All we know is that she was possibly the hardest working, most steel-hearted, hard-loving, and devoted human we’ve ever known. Unfortunately for some still-living humans, she was only too happy to share – or enforce – her steadfast nature on anyone around whom she felt might be deserving. If she liked you, your life was better. If she didn’t like you, well, you’d remember her as well. Instead of Scooby Doo, think of the most stubborn stereotype of a mule, and you’ve got it. Rick mentioned “Potty Mouth” in his memories. Get a load of this. While Nonnie could, and did, drink men twice her size under the table (and did so repeatedly during her stint in the Navy), she was shockingly chaste and was appalled and disgusted by swearing (kind of hysterical if you’ve spent more than five minutes with yours truly or my brother). She whipped out her worst label, “Potty Mouth,” with the speed of a gunslinger to squelch swearing by anyone but her husband (he must have had a prenup on that one). She was even known to get up at restaurants where rude patrons might be cursing a bit too loudly, to brand them with the ultimate shame name, Potty Mouth, of course, as she tuned them up on their abhorrible manners. Damn skippy, Nonnie…you nailed their sorry asses right there in front of God and everyone! Shit, that was good stuff! 

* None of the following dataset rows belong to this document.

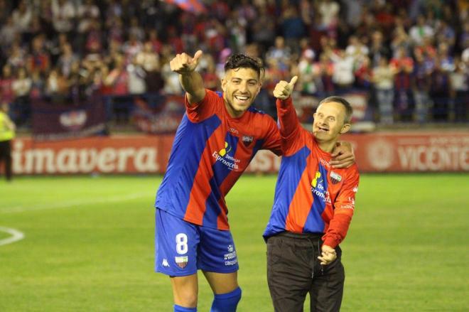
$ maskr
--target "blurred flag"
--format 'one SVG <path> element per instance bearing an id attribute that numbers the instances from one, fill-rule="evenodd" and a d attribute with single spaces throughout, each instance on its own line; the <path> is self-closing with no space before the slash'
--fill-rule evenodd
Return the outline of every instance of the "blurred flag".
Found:
<path id="1" fill-rule="evenodd" d="M 180 9 L 185 11 L 189 11 L 193 13 L 204 13 L 207 10 L 203 4 L 200 0 L 165 0 L 168 4 L 176 4 Z"/>

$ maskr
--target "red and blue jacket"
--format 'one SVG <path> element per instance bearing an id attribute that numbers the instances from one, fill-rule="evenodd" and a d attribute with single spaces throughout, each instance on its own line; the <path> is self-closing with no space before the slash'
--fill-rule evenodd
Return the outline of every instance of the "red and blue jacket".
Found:
<path id="1" fill-rule="evenodd" d="M 277 100 L 276 105 L 284 156 L 264 237 L 284 231 L 323 233 L 323 243 L 335 247 L 345 237 L 353 215 L 357 165 L 333 168 L 330 154 L 301 127 L 291 98 Z"/>

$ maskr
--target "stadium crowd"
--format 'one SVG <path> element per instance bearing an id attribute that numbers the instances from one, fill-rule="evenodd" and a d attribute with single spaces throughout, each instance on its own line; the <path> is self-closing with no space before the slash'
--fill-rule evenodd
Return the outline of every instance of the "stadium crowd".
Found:
<path id="1" fill-rule="evenodd" d="M 168 62 L 200 49 L 212 90 L 230 53 L 261 58 L 267 112 L 276 84 L 298 75 L 303 95 L 366 92 L 383 124 L 468 122 L 467 1 L 201 2 L 194 14 L 157 0 L 0 0 L 1 101 L 27 127 L 31 101 L 44 97 L 73 105 L 99 92 L 117 107 L 182 95 Z"/>

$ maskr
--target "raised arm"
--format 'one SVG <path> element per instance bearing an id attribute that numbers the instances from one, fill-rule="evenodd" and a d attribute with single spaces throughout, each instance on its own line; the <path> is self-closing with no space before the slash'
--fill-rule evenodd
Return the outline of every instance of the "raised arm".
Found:
<path id="1" fill-rule="evenodd" d="M 281 80 L 277 83 L 274 90 L 274 96 L 278 99 L 276 102 L 277 116 L 280 126 L 280 135 L 282 139 L 287 139 L 301 127 L 290 98 L 296 80 L 298 80 L 298 76 L 291 78 L 290 82 Z"/>
<path id="2" fill-rule="evenodd" d="M 179 82 L 187 93 L 190 106 L 195 105 L 205 97 L 205 88 L 200 73 L 195 71 L 203 52 L 199 50 L 193 57 L 186 53 L 178 54 L 169 62 L 171 70 L 179 74 Z"/>

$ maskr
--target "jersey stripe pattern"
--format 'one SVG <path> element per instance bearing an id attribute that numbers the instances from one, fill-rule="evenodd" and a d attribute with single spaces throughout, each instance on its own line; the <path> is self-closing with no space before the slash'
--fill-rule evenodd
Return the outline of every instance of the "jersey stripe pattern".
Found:
<path id="1" fill-rule="evenodd" d="M 264 236 L 284 231 L 325 233 L 324 244 L 335 247 L 345 238 L 353 215 L 357 166 L 333 168 L 330 154 L 300 125 L 291 100 L 277 101 L 277 109 L 284 156 Z"/>
<path id="2" fill-rule="evenodd" d="M 271 117 L 249 108 L 232 118 L 222 94 L 208 90 L 195 106 L 186 99 L 155 207 L 198 225 L 229 230 L 225 196 L 259 149 L 280 154 Z"/>

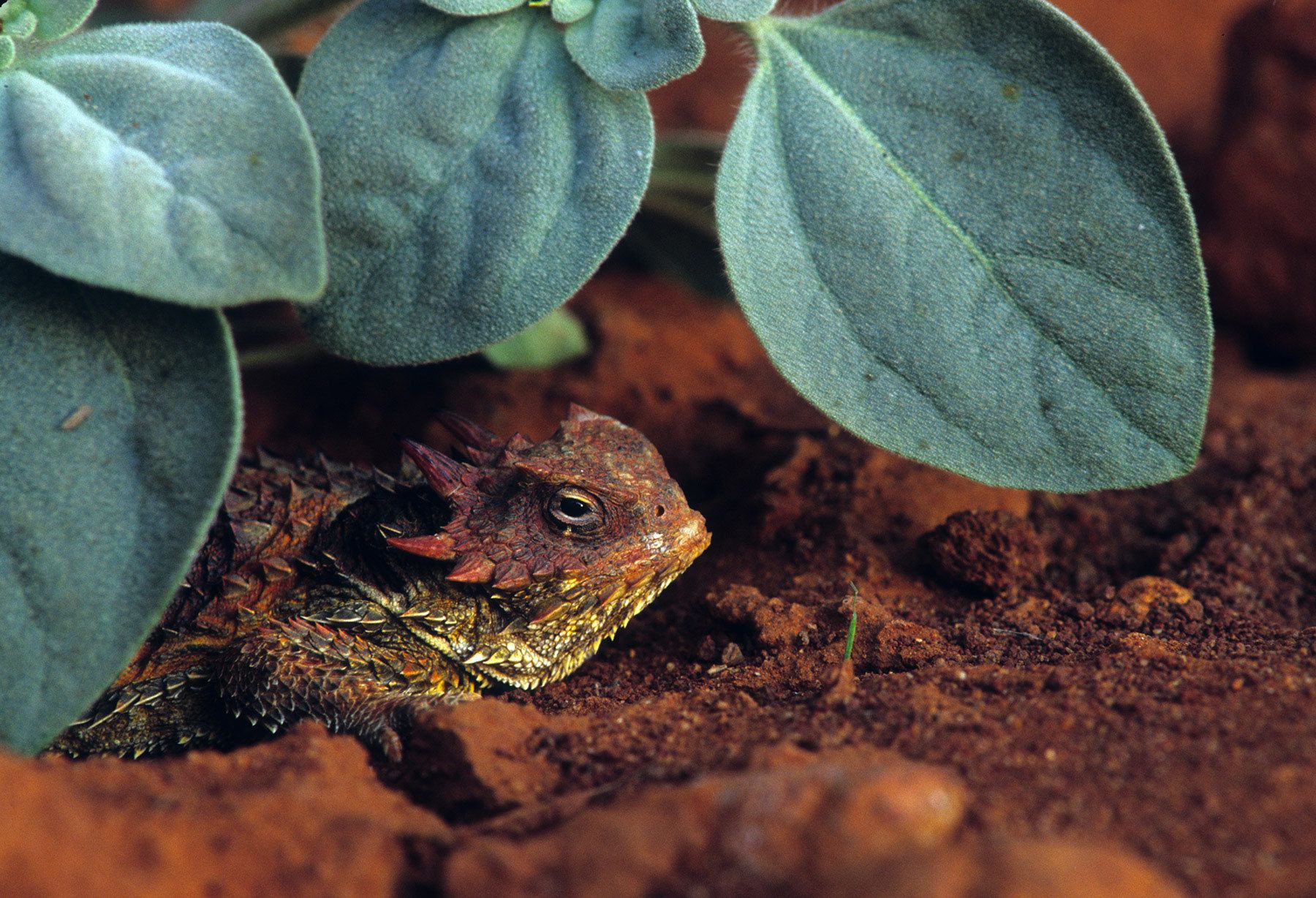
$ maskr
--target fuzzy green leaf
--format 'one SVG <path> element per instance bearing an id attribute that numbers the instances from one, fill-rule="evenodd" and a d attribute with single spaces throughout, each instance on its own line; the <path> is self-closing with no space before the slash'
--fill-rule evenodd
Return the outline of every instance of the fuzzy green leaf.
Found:
<path id="1" fill-rule="evenodd" d="M 12 3 L 13 0 L 11 0 Z M 5 37 L 12 37 L 14 40 L 32 37 L 37 32 L 37 13 L 30 9 L 24 9 L 21 13 L 13 18 L 4 22 Z"/>
<path id="2" fill-rule="evenodd" d="M 38 41 L 72 34 L 95 8 L 96 0 L 28 0 L 28 9 L 37 14 Z"/>
<path id="3" fill-rule="evenodd" d="M 704 38 L 690 0 L 597 0 L 567 25 L 567 50 L 611 91 L 651 91 L 692 72 Z"/>
<path id="4" fill-rule="evenodd" d="M 186 305 L 324 288 L 315 147 L 224 25 L 78 34 L 0 72 L 0 250 Z"/>
<path id="5" fill-rule="evenodd" d="M 508 370 L 542 370 L 590 353 L 590 337 L 580 320 L 555 308 L 519 334 L 484 350 L 484 358 Z"/>
<path id="6" fill-rule="evenodd" d="M 747 22 L 772 12 L 776 0 L 694 0 L 695 11 L 704 18 L 721 22 Z"/>
<path id="7" fill-rule="evenodd" d="M 594 0 L 553 0 L 549 8 L 553 12 L 553 21 L 570 25 L 594 12 Z"/>
<path id="8" fill-rule="evenodd" d="M 1038 0 L 849 0 L 750 25 L 717 223 L 774 362 L 840 424 L 988 483 L 1192 467 L 1211 321 L 1132 84 Z"/>
<path id="9" fill-rule="evenodd" d="M 330 352 L 379 365 L 472 353 L 574 294 L 640 204 L 644 95 L 604 91 L 545 9 L 455 18 L 366 0 L 300 97 L 325 171 Z"/>
<path id="10" fill-rule="evenodd" d="M 453 16 L 492 16 L 516 9 L 524 5 L 525 0 L 421 0 L 421 3 Z"/>
<path id="11" fill-rule="evenodd" d="M 218 312 L 0 257 L 0 743 L 41 749 L 132 657 L 233 473 Z"/>

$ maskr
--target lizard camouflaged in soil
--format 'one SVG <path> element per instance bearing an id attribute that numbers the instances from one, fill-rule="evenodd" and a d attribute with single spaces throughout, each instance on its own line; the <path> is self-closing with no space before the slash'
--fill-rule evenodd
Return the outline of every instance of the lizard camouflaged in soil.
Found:
<path id="1" fill-rule="evenodd" d="M 415 712 L 566 677 L 708 545 L 611 417 L 572 406 L 540 444 L 442 421 L 467 461 L 404 441 L 424 481 L 241 466 L 187 585 L 51 749 L 139 756 L 313 718 L 397 758 Z"/>

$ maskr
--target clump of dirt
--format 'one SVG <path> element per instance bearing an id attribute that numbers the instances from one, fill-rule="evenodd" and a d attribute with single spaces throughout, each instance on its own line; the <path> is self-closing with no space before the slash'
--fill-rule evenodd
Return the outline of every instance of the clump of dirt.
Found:
<path id="1" fill-rule="evenodd" d="M 930 573 L 986 594 L 1032 583 L 1046 553 L 1032 524 L 1007 511 L 959 511 L 919 539 Z"/>
<path id="2" fill-rule="evenodd" d="M 0 754 L 5 895 L 379 895 L 453 844 L 366 749 L 304 723 L 161 764 Z"/>

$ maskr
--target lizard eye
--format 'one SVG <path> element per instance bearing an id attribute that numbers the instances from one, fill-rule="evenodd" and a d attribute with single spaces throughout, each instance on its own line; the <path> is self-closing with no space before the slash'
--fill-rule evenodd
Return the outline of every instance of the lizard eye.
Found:
<path id="1" fill-rule="evenodd" d="M 603 525 L 603 504 L 584 490 L 566 486 L 549 499 L 549 517 L 569 531 L 588 533 Z"/>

And yes, I can hear you from here, wherever you are. I am, and always will be, a Potty Mouth. What’s that I hear? A Scooby Doo giggle!

Nonnie’s favorite color was purple. She loved elephants. She loved anything peanut butter; she even ate peanut butter and bologna sandwiches as we stood by and gagged. She loved liver and onions. She loved the annual Albuquerque balloon festival, which fell on her birthday every year. She loved John Wayne with such a passion that her home looked like a Duke museum: she understood that he was the original stud. She loved her husband and her son, she loved us, she loved our mom so much I’m surprised it didn’t squish the dear tiny soul. She even loved our dad, who scarred her so deeply that I still hold him at fault, to a degree, for her early demise. She just loved; she was love.

I guess you expect to outlive your parents. You pray your children will outlive you, and you know it could go either way with your spouse. These are things inside of you, whether you consciously think about them or not. But for me, I guess I thought my siblings would always be there. They were already around when I got here, and I never imagined life without them.  

Her death was devastating to us, the remaining three. We are supposed to be a quartet, not a trio; it’s not the same, not squared off without her.

But even now, we still feel her love and her protection. I don’t know how she does that, but I am eternally grateful. 

Happy 66th Birthday, Nonnie! I love you and miss you…and you are STILL older than me!